The New York Times has come up with a new puzzle, called “Spelling Bee.” (Sorry, to use that link you apparently need a Times Crossword subscription, which comes bundled with many of their plans.) The idea is simple: they give you 7 letters, with one in the center. Here is today’s.
You are supposed to make as many words as you can. To count, a word must have at least 4 letters and must include the center letter. Four-letter words get one point, but longer words are worth one point per letter, and “pangrams,” which are words using all the letters, get an additional 7 points. Proper nouns and hyphenated words are out.

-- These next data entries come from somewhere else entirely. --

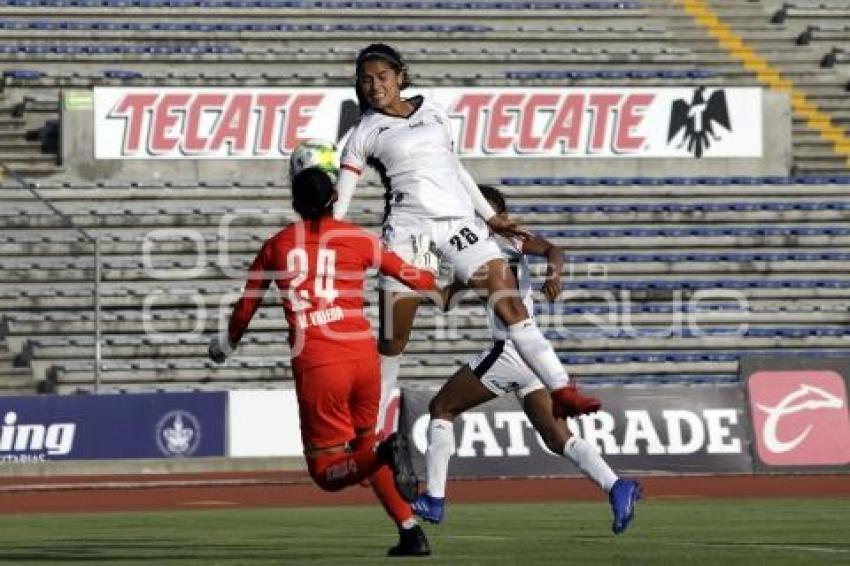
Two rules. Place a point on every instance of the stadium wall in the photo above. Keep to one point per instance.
(488, 119)
(784, 416)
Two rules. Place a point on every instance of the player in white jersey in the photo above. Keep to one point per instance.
(432, 200)
(500, 370)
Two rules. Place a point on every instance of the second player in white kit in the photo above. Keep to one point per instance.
(431, 197)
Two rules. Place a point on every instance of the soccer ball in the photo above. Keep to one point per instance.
(315, 153)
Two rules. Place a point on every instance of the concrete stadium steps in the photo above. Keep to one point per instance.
(13, 276)
(14, 380)
(771, 39)
(20, 148)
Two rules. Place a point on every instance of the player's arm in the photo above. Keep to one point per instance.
(389, 263)
(345, 185)
(258, 281)
(554, 255)
(352, 161)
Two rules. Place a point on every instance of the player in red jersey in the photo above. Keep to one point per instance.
(318, 265)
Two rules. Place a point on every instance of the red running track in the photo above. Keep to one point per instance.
(288, 489)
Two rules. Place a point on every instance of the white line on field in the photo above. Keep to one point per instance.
(770, 546)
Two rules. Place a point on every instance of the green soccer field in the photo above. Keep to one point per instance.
(774, 532)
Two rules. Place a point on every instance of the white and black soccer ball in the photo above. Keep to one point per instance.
(318, 153)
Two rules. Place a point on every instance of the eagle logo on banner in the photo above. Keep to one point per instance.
(697, 120)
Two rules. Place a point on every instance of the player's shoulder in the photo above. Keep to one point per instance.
(368, 120)
(428, 105)
(344, 229)
(285, 234)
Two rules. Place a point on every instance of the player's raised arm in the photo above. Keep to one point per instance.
(554, 255)
(352, 161)
(345, 185)
(258, 281)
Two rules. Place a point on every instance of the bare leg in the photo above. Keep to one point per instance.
(396, 314)
(460, 393)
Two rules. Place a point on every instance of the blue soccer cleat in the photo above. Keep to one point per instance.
(623, 496)
(429, 508)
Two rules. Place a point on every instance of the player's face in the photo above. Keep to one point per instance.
(381, 84)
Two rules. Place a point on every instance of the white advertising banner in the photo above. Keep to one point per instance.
(494, 122)
(263, 423)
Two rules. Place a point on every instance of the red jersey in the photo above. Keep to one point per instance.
(319, 267)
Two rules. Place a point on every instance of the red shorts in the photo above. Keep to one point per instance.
(335, 399)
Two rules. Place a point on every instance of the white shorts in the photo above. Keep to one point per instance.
(502, 370)
(465, 244)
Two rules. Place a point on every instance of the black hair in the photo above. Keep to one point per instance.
(495, 197)
(382, 52)
(312, 193)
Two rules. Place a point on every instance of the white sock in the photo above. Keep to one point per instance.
(538, 353)
(390, 367)
(588, 459)
(441, 446)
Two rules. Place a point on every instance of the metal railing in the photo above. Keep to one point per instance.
(93, 239)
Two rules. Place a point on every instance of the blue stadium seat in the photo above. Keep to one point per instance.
(23, 74)
(122, 74)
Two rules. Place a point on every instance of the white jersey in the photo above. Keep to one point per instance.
(512, 252)
(415, 159)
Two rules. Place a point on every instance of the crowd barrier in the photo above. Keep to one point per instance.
(784, 414)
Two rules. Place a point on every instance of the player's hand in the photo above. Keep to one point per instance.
(503, 225)
(552, 288)
(220, 348)
(423, 256)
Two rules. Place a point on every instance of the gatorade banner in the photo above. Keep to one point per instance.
(492, 122)
(662, 428)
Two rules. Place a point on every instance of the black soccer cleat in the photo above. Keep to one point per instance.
(411, 542)
(394, 450)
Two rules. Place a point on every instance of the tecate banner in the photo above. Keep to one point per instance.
(593, 122)
(639, 429)
(71, 427)
(799, 411)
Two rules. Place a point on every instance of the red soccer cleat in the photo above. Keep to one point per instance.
(568, 402)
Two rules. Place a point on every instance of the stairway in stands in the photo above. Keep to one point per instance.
(778, 43)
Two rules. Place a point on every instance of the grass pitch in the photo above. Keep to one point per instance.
(691, 532)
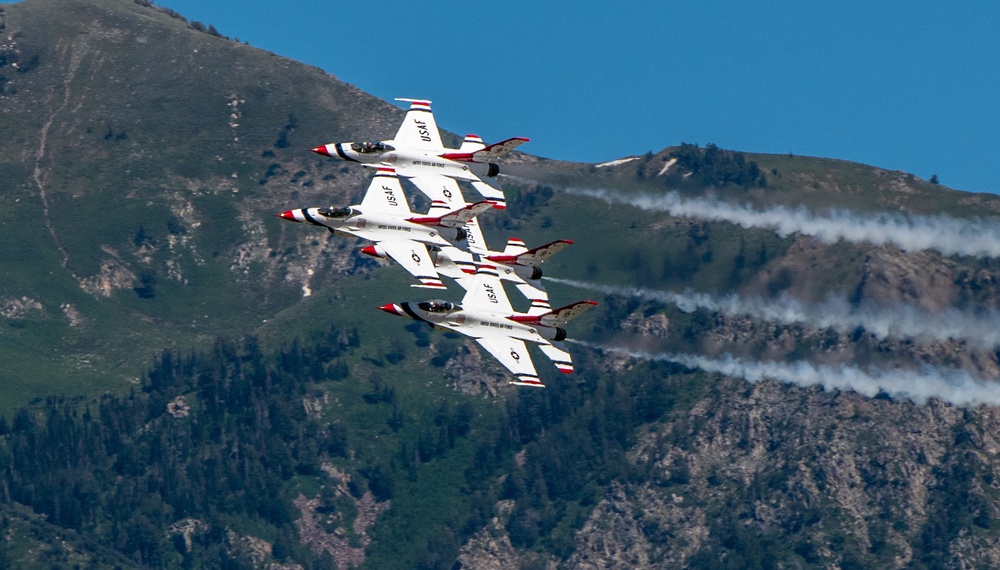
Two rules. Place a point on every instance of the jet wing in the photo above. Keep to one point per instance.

As you proceed, there is an ongoing, upbeat evaluation of how you are doing. At the start, with 0 points you are a, logically enough, a “beginner.” From there is moves through “good start,” “moving up,” “good,” “solid,” “nice,” “great,” “amazing,” and, in what sounds like a final destination, “genius.” When you hit genius, it gives you the option of stopping or continuing. If you choose to continue, and you manage to supply every Times-accepted word, you get the ultimate recognition:
Not that I would know, if I hadn’t cheated. The truth is: I suck at Spelling Bee. Claudia is really good and gets to “genius” on her own pretty much every day. I don’t think I’ve gotten beyond “nice.” Which is interesting to me, because I’m pretty good with words and I do well on crossword puzzles. I think I could get better, with practice, if I wanted to (more on that below), but maybe not that much better. Even so, Claudia has not yet achieved “queen bee” status on her own, that I know of. (I’m talking about in the game. Anyone who knows Claudia knows that she achieved queen bee status everywhere else long ago.)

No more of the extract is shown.